The National Land Use Policy was introduced in 2069 BS with the goal of preventing land fragmentation and preserving fertile land. Subsequently, new land use laws were enacted in 2076 BS, and the corresponding regulations were established in 2079 BS. The government aims to enhance land allocation processes by revising these regulations within a year.
Insiders suggest that through these regulatory amendments, the government intends to facilitate land allocation even in cases where there is no local land classification.
According to an unnamed source, “Land designated as commercial will no longer encounter division-related issues. Minimum land requirements for division are no longer a concern. Previously halted land distributions will also resume.”
These changes are anticipated to create standardized categories for agricultural, residential, and commercial land within the classified land framework. The amendments are being designed to ensure that land in commercial and residential areas adheres to the same road standards as local roads.
The current land use regulations allow for land classification as agricultural, residential, commercial, industrial, mining and mineral, forest, river, lake, wetland, public use, and areas of cultural and archaeological significance, among others.
The regulations had stipulated that land allocation must be tied to specific classifications, distinguishing between agricultural and non-agricultural land. This arrangement, however, hindered land allocation across the country.
While unclassified land remains unattainable at the local level, classified land is also subject to the regulations. Consequently, land investments made by business entities are stuck, and the general populace faces challenges in land transactions.
This setup not only affects land sales and purchases but also partial distribution. In response, local authorities initiated land classification through the Land Use Council.
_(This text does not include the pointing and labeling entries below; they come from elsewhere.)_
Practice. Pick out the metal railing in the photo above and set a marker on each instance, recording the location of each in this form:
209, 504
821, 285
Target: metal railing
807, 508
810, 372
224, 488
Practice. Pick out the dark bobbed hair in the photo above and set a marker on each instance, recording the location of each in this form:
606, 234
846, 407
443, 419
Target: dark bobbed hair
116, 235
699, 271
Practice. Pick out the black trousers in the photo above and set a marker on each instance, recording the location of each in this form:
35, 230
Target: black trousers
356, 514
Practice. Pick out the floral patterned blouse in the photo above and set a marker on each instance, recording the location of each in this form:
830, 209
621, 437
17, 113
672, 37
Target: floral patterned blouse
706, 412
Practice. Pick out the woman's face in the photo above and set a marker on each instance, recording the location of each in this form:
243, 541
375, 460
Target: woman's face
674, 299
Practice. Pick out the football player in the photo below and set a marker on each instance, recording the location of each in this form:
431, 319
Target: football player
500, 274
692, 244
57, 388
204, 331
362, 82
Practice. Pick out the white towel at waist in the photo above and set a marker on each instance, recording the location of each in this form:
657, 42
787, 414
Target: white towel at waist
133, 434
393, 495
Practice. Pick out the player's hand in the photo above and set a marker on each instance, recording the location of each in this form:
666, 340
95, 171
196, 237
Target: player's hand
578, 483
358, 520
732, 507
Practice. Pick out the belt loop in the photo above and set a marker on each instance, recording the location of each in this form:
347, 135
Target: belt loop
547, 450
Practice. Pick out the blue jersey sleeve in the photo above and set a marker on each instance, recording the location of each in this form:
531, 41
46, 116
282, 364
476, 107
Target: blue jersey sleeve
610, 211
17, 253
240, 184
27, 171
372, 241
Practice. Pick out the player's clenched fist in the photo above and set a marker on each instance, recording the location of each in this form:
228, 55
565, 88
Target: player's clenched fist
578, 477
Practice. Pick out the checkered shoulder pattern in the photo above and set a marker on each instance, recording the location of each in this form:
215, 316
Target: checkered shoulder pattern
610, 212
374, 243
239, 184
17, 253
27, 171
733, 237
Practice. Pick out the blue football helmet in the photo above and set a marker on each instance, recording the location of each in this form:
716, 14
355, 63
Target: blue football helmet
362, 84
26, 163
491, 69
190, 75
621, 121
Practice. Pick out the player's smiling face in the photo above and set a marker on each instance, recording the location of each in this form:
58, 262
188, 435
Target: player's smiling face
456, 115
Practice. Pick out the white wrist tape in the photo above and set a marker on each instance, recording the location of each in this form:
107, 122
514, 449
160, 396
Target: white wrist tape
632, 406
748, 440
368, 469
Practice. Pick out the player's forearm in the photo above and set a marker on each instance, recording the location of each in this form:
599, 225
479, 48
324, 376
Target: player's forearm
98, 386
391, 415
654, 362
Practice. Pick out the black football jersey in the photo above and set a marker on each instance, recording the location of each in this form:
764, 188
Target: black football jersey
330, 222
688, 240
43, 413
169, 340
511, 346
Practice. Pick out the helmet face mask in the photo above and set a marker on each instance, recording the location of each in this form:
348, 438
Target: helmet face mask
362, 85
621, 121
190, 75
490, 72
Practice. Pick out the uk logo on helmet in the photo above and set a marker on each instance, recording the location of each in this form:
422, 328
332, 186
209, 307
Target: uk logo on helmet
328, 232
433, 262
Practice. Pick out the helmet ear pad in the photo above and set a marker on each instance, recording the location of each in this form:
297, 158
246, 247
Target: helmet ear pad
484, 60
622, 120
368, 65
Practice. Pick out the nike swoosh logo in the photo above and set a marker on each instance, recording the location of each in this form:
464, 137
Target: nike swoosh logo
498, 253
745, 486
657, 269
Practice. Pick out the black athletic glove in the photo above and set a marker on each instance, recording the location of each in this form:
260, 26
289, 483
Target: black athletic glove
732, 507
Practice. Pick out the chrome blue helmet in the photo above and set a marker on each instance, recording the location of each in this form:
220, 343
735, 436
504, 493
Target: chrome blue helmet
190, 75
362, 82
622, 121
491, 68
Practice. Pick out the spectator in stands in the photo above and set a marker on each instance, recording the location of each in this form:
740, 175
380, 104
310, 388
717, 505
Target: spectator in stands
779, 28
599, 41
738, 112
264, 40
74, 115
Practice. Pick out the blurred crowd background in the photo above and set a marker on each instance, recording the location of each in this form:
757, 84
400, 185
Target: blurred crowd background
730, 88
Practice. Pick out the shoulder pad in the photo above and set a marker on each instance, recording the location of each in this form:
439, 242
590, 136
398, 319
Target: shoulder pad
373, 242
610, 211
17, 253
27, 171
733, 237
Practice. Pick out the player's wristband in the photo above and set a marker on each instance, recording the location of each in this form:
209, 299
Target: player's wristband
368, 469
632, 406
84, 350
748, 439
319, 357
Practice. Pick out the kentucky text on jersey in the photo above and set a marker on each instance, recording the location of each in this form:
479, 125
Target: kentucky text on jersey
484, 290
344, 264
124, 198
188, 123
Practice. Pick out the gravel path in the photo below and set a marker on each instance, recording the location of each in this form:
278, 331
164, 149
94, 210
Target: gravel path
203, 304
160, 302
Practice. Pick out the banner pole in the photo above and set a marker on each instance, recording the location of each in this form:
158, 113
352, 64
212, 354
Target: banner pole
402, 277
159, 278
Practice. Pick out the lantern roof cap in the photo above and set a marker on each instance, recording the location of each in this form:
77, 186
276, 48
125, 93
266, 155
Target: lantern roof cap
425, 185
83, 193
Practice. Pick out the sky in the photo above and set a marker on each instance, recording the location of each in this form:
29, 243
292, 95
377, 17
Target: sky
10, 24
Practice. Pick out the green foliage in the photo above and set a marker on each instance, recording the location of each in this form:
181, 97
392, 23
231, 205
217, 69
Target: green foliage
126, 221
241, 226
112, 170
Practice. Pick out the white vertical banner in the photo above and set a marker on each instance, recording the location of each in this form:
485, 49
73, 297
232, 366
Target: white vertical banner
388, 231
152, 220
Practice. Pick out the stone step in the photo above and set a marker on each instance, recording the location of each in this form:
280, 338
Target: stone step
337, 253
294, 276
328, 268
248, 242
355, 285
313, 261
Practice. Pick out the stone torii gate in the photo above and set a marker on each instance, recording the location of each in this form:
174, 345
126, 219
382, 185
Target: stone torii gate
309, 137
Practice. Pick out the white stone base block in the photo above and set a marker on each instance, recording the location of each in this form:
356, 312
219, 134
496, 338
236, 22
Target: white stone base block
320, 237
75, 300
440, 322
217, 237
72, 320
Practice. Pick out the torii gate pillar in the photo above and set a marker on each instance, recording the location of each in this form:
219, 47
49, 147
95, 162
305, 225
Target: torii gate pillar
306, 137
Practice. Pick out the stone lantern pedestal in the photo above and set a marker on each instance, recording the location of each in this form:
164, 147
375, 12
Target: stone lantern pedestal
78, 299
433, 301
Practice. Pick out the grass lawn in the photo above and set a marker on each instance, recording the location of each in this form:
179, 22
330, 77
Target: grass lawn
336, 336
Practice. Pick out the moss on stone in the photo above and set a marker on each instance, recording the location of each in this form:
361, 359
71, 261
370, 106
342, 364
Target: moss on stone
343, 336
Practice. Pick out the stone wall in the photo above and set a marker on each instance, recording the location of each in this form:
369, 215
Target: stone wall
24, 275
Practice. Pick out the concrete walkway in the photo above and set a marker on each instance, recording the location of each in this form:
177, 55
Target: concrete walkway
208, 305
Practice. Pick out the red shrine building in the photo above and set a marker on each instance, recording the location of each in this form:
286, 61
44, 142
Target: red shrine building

Currently, 191 local jurisdictions have completed land classification, according to Nirman Kumar Karki, spokesperson for the Land Management and Records Department.
Following the implementation of the revised regulations, the Ministry of Land Management’s staff reported that due to certain ambiguities, full implementation was unfeasible. This prompted the Cabinet Office to request a resubmission of the amended regulations. Subsequently, the amendment proposal has been submitted and is awaiting approval from the Council of Ministers.
Prime Minister Pushpa Kamal Dahal has expressed his intent to expedite land allocation in collaboration with private sector representatives. However, the Ministry estimates that it will take a few more days for the regulations to be presented to the Prime Minister and Council of Ministers Office for endorsement. Joshi, the ministry’s spokesperson, affirmed that the draft amendment proposal is ready for submission to the Council of Ministers.
Joshi expressed optimism that the revised regulations will ease the land acquisition process. He explained that the Ministry has developed a comprehensive proposal for regulatory amendments, addressing matters such as the classification process and strategies for cases without established classifications.